The general adaption of the dials to the forty-second latitude, which passes just north of Rome, confirms its origin in the city, and the inscription on side B dates the instrument to 1591. Unfortunately, it predates the reign of Pope Clement VIII with more than a month, as he held the pontificate from 2 February 1592 until his death in 1605. But the years around 1591 were turbulent for the Holy See with several popes passing in rapid succession. After the death of Pope Sixtus V in 1590, the conclave elected Giovanni Battista Castagna, who is perhaps most remembered for a notable short reign of only thirteen days as Pope Urban VII (15–27 September 1590). He was in turn succeeded by Pope Gregory XIV reigning for ten months (5 December 1590 –16 October 1591) and shortly thereafter followed by Pope Innocent IX, reigning for only two months (29 October – 30 December 1591). Following this papal surge in the early 1590s, the Florentine Ippolito Aldobrandini as Pope Clement VIII had a long and rather successful papacy until his death thirteen years later.

In addition to the date 1591 on the instrument, predating the reign of its dedicatee Pope Clement VIII, we find some manipulations of the name scroll and papal escutcheon.

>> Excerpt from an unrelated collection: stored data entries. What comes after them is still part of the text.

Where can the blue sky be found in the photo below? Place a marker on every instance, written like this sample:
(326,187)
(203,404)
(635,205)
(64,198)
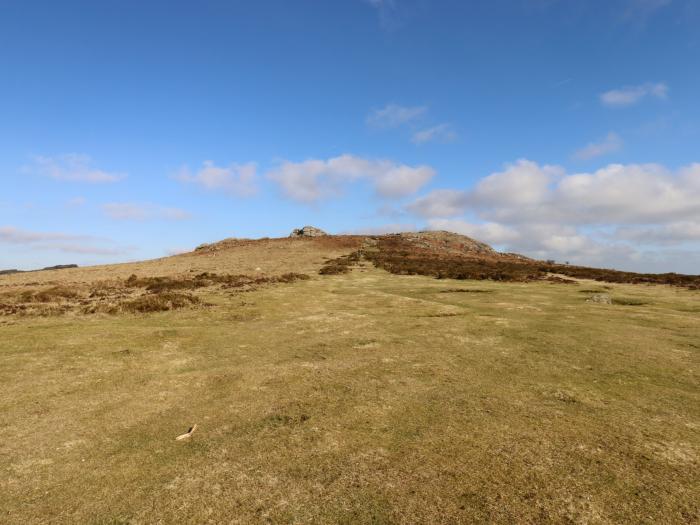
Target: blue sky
(556,128)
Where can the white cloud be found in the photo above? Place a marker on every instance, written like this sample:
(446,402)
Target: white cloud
(393,115)
(71,168)
(383,229)
(131,211)
(239,180)
(439,133)
(490,232)
(603,218)
(56,241)
(610,144)
(314,179)
(13,235)
(441,203)
(673,233)
(630,95)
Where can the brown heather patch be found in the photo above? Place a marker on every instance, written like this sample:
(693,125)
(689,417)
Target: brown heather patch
(132,295)
(355,398)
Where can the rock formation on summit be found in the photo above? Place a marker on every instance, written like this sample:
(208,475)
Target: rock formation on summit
(308,231)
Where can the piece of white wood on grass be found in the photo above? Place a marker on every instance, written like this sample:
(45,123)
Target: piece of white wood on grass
(186,434)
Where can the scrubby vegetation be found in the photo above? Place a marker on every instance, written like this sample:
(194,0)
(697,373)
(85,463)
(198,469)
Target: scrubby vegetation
(402,256)
(132,295)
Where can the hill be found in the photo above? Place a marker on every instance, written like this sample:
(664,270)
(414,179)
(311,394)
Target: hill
(409,378)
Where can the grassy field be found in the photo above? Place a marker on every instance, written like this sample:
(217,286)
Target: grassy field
(358,398)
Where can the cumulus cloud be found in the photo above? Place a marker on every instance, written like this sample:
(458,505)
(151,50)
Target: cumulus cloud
(610,144)
(239,180)
(71,167)
(605,217)
(630,95)
(56,241)
(131,211)
(312,180)
(393,115)
(383,229)
(441,203)
(439,133)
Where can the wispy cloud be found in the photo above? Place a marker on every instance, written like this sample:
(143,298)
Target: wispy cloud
(383,229)
(57,241)
(610,144)
(239,180)
(315,179)
(131,211)
(71,168)
(630,95)
(545,212)
(439,133)
(393,115)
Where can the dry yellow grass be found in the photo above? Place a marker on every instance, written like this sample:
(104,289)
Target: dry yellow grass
(356,398)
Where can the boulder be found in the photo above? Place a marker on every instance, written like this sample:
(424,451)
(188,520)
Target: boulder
(600,298)
(308,231)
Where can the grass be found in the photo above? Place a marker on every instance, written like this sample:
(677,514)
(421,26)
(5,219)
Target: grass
(362,397)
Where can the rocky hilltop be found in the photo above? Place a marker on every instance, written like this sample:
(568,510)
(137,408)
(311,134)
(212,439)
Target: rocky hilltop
(308,231)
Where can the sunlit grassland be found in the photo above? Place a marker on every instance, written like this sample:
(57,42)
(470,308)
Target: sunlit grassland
(360,398)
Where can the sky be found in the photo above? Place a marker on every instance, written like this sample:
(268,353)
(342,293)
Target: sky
(559,129)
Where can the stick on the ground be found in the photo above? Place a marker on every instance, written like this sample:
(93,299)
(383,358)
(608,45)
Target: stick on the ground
(187,434)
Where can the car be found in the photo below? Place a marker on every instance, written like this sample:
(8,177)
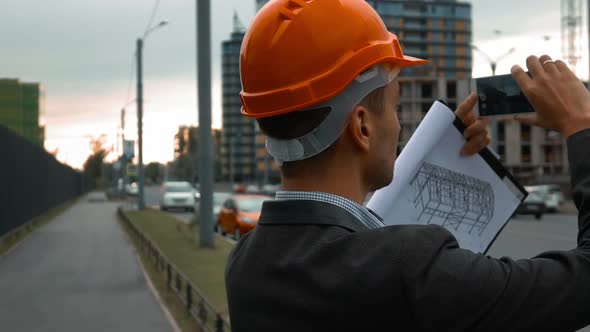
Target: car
(178,195)
(551,194)
(218,199)
(239,214)
(534,204)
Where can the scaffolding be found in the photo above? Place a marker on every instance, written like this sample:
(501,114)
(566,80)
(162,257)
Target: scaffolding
(452,199)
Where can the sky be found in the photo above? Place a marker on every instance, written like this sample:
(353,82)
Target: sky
(82,52)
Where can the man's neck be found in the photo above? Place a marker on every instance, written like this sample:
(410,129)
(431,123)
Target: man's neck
(343,187)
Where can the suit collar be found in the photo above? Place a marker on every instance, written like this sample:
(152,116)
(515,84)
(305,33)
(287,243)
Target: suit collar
(304,212)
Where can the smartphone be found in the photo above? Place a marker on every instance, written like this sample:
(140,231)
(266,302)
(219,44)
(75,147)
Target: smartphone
(500,95)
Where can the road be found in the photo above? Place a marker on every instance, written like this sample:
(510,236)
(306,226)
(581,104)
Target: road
(77,273)
(523,237)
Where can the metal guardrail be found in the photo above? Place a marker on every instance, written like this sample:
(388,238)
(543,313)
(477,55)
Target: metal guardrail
(28,226)
(197,305)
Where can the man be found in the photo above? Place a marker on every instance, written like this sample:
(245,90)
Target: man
(320,76)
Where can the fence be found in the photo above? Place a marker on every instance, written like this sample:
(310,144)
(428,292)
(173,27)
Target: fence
(196,304)
(32,182)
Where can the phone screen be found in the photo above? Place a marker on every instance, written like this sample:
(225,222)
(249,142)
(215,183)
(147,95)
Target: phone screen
(500,95)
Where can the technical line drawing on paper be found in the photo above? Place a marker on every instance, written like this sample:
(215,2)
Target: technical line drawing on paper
(452,199)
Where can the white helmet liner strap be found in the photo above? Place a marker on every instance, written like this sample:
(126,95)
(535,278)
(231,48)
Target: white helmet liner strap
(333,125)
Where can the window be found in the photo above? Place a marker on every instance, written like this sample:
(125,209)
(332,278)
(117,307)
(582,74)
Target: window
(463,12)
(526,153)
(525,132)
(393,9)
(501,131)
(427,90)
(452,89)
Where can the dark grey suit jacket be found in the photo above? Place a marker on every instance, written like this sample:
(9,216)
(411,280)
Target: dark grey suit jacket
(311,266)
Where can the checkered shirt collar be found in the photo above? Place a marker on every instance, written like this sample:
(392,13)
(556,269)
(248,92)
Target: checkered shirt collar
(362,214)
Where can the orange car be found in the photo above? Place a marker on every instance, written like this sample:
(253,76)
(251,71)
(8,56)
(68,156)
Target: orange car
(239,214)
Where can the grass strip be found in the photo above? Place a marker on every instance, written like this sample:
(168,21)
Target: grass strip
(177,309)
(205,267)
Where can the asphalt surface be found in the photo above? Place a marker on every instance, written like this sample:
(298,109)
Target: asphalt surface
(525,237)
(77,273)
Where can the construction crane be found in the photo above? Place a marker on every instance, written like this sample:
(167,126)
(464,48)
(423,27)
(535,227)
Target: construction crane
(571,31)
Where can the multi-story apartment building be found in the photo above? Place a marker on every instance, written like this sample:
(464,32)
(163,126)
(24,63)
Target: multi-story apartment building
(21,104)
(238,139)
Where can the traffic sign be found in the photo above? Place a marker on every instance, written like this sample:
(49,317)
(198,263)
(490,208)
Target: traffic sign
(129,149)
(131,170)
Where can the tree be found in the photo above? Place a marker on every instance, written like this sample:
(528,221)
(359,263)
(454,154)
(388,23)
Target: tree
(93,166)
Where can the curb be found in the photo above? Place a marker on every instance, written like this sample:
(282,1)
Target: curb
(148,281)
(154,292)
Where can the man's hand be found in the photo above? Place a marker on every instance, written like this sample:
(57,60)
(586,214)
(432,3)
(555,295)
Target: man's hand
(560,100)
(476,132)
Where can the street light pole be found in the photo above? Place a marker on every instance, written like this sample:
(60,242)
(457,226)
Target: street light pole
(140,169)
(203,27)
(141,197)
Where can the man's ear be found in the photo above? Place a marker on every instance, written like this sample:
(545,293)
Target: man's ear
(359,127)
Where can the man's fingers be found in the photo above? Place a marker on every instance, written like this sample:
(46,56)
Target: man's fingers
(466,106)
(529,119)
(475,144)
(562,66)
(521,77)
(549,65)
(476,128)
(534,65)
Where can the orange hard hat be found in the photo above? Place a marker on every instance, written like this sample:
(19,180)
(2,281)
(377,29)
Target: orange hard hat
(298,53)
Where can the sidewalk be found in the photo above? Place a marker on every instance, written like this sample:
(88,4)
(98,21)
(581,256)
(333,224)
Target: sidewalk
(78,273)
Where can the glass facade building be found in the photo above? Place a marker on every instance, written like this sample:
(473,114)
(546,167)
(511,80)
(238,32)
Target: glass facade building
(21,104)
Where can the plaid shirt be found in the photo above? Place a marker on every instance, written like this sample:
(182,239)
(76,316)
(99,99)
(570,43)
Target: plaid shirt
(362,214)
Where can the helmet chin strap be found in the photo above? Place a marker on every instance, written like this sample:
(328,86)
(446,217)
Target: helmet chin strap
(333,125)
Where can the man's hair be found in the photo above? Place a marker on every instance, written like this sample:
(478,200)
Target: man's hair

The heraldic achievement with the crossed keys and papal tiara is completely original (just as the dating), but the oval escutcheon in the centre seems altered along with the papal name scroll at the bottom. With the previously disruptive period in mind, a feasible hypothesis is that the instrument was commissioned for one of Pope Clement VIII’s predecessors but never delivered. Keen on adapting the instrument to the new Pope, the instrument maker polished away the previous name and escutcheon and replaced them with those of Clement VIII. A similar alteration is found on a pocket compendium dated 1582/83 and attributed to Plato (now in the Royal Museum in Greenwich, inv. AST0136), in which a complete dial has been engraved on top of a previous one that had been scraped away, i.e. the practice was not unseen of.

In conclusion, this is a remarkable Italian scientific instrument from the late sixteenth century of a magnitude that rarely surfaces the art market.